We conducted a multicenter, randomized, double-blind, placebo-controlled trial involving 18,924 patients who had:
ACS 1-12 months earlier
LDLc ≥70 mg/dL
non-HDLc ≥100 mg/d, or
Apo B ≥80 mg/dL
Were receiving statin therapy at
High-intensity dose or
Maximum tolerated dose.
Patients were randomly assigned to receive Alirocumab subQ at a dose of 75 mg (9462 patients) or matching placebo (9462 patients) every 2 weeks.
The dose of Alirocumab was adjusted under blinded conditions to target an LDLc 25-50 mg/dL.
Primary endpoint was a composite of death from coronary heart disease, nonfatal myocardial infarction, fatal or nonfatal ischemic stroke, or unstable angina requiring hospitalization.
The median duration of follow-up was 2.8 years.
A composite primary endpoint event occurred in 903 patients (9.5%) in the alirocumab group and in 1052 patients (11.1%) in the placebo group (HR 0.85, p<0.001).
A total of 334 patients (3.5%) in the alirocumab group and 392 patients (4.1%) in the placebo group died (HR, 0.85, p<0.05).
The absolute benefit of Alirocumab with respect to the composite primary endpoint was greater among patients who had a baseline LDLc ≥100 mg/dL than among patients who had a lower baseline level.

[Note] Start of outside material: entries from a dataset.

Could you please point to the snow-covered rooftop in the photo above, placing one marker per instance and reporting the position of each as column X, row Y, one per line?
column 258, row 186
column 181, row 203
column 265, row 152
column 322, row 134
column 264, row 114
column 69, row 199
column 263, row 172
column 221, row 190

The incidence of adverse events was similar in the two groups, with the exception of local injection-site reactions (3.8% in the alirocumab group vs. 2.1% in the placebo group).
Among patients who had a previous ACS and who were receiving high-intensity statin therapy, the risk of recurrent ischemic CVEs was lower among those who received alirocumab than among those who received placebo.